Johnston Community College (JCC) is welcoming 30 rising ninth-graders to its campus this August through a new dual enrollment initiative with the Johnston County Early College Academy (JCECA).
The partnership, entitled STEM Pathways, will take rising freshmen from 14 different Johnston County middle schools down a specially-designed road to secure either an associate in engineering (AE) or associate in science with an engineering concentration degree by the time they graduate high school.
The partnership gives students in the cohort access to collegiate faculty, resources, facilities, student activities, and more. JCC is currently “the only North Carolina community college with an Engineering-Focused STEM Pathway within an innovative high school located on its campus.”
We spoke with Angelin Smith Mejias, a rising ninth-grader, who will start the STEM Pathways program at JCECA in the fall. She loves math and science and has done her own research on engineering careers. She is most excited about the program because she can learn more about the fields that interest her from STEM-focused teachers.

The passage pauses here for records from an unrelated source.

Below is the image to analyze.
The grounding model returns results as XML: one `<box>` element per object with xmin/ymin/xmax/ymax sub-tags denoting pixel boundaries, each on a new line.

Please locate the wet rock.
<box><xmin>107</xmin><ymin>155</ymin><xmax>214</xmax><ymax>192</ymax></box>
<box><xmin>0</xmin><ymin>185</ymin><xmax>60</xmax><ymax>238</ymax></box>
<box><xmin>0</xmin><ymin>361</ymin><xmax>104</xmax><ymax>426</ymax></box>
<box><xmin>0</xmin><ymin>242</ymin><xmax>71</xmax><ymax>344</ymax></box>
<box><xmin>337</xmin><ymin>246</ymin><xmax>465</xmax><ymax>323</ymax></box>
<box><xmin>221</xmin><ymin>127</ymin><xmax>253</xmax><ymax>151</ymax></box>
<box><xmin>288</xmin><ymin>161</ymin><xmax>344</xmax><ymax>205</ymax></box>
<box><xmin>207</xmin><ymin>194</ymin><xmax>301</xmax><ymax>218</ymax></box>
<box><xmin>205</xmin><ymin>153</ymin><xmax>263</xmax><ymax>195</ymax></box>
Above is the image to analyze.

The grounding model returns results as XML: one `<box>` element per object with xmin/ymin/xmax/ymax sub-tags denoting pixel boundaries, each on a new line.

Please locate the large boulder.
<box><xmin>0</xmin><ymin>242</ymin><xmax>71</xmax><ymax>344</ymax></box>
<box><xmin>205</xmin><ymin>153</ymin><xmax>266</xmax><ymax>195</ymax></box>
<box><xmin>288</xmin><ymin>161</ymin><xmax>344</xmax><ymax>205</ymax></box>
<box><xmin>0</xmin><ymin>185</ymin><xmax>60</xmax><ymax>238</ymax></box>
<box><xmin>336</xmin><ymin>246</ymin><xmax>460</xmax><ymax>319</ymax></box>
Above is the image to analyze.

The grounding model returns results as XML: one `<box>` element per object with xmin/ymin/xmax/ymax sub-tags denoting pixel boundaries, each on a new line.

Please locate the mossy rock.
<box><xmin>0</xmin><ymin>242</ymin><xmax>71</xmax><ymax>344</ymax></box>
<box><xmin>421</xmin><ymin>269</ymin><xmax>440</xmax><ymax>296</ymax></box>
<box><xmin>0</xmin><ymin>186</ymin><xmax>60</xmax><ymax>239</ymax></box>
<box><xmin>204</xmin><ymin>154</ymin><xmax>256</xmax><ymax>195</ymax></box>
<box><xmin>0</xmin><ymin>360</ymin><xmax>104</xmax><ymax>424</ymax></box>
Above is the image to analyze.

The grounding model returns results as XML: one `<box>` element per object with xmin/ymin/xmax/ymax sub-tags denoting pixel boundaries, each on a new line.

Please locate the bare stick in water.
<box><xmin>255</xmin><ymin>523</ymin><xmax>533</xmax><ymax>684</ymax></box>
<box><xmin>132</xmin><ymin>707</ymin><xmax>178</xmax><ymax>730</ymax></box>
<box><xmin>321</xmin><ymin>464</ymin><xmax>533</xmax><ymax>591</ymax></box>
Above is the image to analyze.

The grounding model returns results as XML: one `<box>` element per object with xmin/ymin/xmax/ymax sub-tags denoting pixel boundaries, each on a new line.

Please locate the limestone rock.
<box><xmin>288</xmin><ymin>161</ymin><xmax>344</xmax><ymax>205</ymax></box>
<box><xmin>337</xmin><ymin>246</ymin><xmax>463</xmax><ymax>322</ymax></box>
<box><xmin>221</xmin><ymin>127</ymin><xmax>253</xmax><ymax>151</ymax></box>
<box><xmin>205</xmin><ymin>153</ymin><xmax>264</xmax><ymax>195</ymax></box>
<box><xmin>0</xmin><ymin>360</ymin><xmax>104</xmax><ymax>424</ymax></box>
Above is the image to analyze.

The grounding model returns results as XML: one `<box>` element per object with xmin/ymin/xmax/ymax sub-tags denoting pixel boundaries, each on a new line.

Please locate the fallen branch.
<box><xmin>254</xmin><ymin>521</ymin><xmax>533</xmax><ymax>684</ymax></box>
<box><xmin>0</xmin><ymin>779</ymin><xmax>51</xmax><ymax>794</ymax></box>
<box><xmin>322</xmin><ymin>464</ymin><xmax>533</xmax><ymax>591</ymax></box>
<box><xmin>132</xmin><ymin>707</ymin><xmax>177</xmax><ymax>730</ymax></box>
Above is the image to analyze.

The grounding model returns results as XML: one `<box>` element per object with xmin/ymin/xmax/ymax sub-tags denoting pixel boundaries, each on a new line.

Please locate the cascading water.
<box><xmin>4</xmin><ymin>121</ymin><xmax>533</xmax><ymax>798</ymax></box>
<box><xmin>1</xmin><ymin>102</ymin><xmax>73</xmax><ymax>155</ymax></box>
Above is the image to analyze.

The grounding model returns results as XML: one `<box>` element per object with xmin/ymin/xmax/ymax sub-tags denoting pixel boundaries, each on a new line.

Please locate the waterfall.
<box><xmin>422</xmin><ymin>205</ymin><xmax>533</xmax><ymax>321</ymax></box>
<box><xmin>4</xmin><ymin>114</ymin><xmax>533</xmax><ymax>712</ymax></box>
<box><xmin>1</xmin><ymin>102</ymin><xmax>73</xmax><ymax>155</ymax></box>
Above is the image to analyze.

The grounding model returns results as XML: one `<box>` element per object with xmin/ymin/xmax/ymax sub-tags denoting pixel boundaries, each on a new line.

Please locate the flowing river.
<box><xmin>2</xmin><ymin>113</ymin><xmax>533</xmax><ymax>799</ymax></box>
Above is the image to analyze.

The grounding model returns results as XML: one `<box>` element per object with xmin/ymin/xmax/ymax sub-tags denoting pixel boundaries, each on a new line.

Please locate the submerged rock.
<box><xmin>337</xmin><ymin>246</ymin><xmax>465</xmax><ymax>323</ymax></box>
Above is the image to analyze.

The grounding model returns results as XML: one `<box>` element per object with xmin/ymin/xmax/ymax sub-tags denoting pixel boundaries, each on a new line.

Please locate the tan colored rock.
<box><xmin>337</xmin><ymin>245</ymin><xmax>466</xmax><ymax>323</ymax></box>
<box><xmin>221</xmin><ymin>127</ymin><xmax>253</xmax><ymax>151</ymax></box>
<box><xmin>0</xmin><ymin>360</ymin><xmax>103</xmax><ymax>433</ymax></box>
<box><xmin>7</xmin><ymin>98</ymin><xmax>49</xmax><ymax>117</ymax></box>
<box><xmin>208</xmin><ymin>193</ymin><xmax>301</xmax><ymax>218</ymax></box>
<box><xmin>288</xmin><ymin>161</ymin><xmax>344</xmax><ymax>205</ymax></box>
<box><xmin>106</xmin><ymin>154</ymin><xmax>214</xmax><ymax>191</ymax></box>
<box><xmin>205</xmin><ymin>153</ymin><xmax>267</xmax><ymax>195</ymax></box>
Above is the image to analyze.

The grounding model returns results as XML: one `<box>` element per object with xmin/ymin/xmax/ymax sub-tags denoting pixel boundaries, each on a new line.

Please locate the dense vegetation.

Mejias is interested in potentially becoming an architectural designer and an aerospace engineer.
By merging college-level courses with extracurricular options like robotics, STEM camp, internships, research, workshops, and more, JCC hopes students feel involved in engineering through their own academic experience.
“Students accepted to the STEM Pathway at the Early College Academy will thrive with a technology-enriched curriculum designed to activate analytical, critical, and inventive thinking.” — Lance Gooden, department chair of engineering
STEM Pathways has been more than a year in the making and was originally a dream of Rodney Allred, director of college counseling at JCECA, who was looking to expand the school. His office is down the hall from Dawn Dixon, associate vice president at JCC. She says, “We do a lot of thinking about what students will need when they exit in three to five years,” and giving early college students direct access to the college’s engineering program was really important.
The goal of the program is to prepare students with competitive skill sets in a rapidly changing engineering landscape.
What does the manufacturing landscape look like in Johnston County? Dixon lists Grifols, Caterpillar, and OPW as some of the businesses that have engineering technology positions. It was reported by WRAL’s TechWire on June 9 that Grifols is investing $351.6 million to build another facility in Johnston County. It is estimated that 300 additional jobs will be created.
With JCC’s engineering curriculum, students can get a variety of certifications in applied engineering or mechanical engineering, or an associate in engineering. The community college is preparing its students for those local jobs.
“Creating this STEM Pathway was just one way to look at some of the challenges that a community college may have, and leverage our strong partnerships … we have a very strong partnership with Johnston County Public Schools in a creative way that benefits students,” Dixon said.